I saw a review of Robert Adams’ book Summer Nights Walking, a recent republication and expansion of his 1985 book Summer Nights, both published by Aperture, which is virtually a guarantee that the technical aspects of the book, and its physical appearance, will be perfect. Aperture’s website describes the book as follows:
Illuminated by moonlight and streetlamp, the houses, roads, sidewalks, and fields in Summer Nights, Walking (Aperture/YUAG, September 2009) retain the wonder and stillness of the original edition, while adopting the artist’s intention of a dreamy fluidity, befitting his nighttime perambulations. The extraordinary care taken with the new reproductions also registers Adams’s attention to the subtleties of the night, and conveys his appeal to look again at places we might have dismissed as uninteresting. Adams observes, “What attracted me to the subjects at a new hour was the discovery then of a neglected peace.”
These black-and-white photos, shot in Colorado in the 1970s and 1980s, lead you through a community you’ve never seen, and make you a part of it. His other images take you through an American west that is endlessly interesting. His images are generally uncluttered, with a clear central focus; they are always sharply observed; the viewer, even one seeing a familiar setting, sees it differently, changed. A recent exhibition at the Fraenkel Gallery in San Francisco focuses on trees—stumps, seedlings, (what looks to me like a clear-cut) mountainside, mature trees…again, an American landscape transformed by how it is viewed.
Andrew Moore has worked, it seems, largely in color. His recent exhibition at the Akron Art Museum, is the basis for his book Detroit Disassembled. This is a stunning collection of a city in the midst of collapse, with images from the industrial heart of the city (photographs of Ford’s River Rouge plant, Fisher Body, the old Packard Motor Car Company plant), to municipal buildings, to civic landmarks to the neighborhoods. It’s interesting to contrast his photographs of the Rouge (e.g., on pp. 9 and 13) with the extremely elegant photographs in Michael Kenna’s The Rouge. Kenna worked in b&w, and his images are understated, the decline and decay less obvious behind a foreground of strength and solidity.
Moore takes us inside, shows us the rusting equipment, the empty factory space, bare of equipment and people, stretching, it seems, almost to infinity. Two struck me with special force.

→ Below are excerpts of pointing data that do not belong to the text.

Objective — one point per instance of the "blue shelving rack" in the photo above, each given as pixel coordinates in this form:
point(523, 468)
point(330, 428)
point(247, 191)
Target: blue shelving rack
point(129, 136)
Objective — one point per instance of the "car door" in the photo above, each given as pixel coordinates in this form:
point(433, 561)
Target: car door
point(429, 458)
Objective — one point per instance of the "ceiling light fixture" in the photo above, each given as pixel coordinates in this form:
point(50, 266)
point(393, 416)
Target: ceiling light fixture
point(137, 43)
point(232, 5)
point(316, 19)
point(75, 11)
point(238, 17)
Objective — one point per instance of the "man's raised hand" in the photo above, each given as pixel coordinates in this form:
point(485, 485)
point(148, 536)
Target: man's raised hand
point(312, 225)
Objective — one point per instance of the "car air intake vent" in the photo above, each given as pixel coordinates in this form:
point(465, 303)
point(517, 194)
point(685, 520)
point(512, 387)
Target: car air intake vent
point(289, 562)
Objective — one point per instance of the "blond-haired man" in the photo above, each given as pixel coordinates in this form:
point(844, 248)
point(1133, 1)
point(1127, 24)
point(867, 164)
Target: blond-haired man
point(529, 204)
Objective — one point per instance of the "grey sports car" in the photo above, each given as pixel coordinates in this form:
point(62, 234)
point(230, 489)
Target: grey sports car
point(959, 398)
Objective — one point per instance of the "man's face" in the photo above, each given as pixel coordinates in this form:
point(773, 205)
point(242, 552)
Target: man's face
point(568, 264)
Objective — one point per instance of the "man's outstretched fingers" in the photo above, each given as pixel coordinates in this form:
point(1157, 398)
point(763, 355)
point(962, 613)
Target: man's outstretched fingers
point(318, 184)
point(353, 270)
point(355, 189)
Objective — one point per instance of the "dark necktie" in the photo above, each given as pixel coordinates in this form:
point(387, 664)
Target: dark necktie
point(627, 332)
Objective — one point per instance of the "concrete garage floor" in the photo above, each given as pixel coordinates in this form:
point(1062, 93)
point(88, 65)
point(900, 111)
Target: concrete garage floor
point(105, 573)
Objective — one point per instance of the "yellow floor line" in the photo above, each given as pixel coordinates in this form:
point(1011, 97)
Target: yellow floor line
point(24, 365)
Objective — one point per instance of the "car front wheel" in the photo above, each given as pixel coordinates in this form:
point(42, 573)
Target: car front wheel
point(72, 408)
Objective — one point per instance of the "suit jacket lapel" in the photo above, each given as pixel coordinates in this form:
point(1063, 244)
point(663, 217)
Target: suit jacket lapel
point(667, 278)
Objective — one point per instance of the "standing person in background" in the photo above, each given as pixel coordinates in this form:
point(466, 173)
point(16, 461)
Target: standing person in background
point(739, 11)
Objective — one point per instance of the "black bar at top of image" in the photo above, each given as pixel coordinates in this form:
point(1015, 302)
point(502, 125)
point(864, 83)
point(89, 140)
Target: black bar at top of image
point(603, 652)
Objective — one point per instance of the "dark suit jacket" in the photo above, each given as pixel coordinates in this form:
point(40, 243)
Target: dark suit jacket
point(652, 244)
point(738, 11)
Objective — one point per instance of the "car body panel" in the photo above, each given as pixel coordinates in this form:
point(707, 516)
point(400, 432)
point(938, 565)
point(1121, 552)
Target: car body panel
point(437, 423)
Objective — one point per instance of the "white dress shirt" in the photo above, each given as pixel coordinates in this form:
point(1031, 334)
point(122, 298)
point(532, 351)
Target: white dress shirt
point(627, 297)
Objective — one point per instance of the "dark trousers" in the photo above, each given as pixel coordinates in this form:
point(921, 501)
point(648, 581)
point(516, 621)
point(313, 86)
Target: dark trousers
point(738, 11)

The first is an office at the former Ford headquarters building (p. 31), with what appears to be a sumptuous green carpet, but may be, you realize, sumptuous green mold. The second is an elegant brick building, obviously abandoned (p. 103), when you note the homeless man in the entryway. It’s the University Club of Detroit, once the locus of upper-middle-class power in the city, now covered with vines, in red, yellow, and green.
But throughout the book I saw images that arrested me—an old, classic movie palace turned into a parking deck; a (closed) library branch, with carousels of paperbacks still there…
Take a look yourself, at the work of both of these photographers, and be prepared to have your way of seeing changed.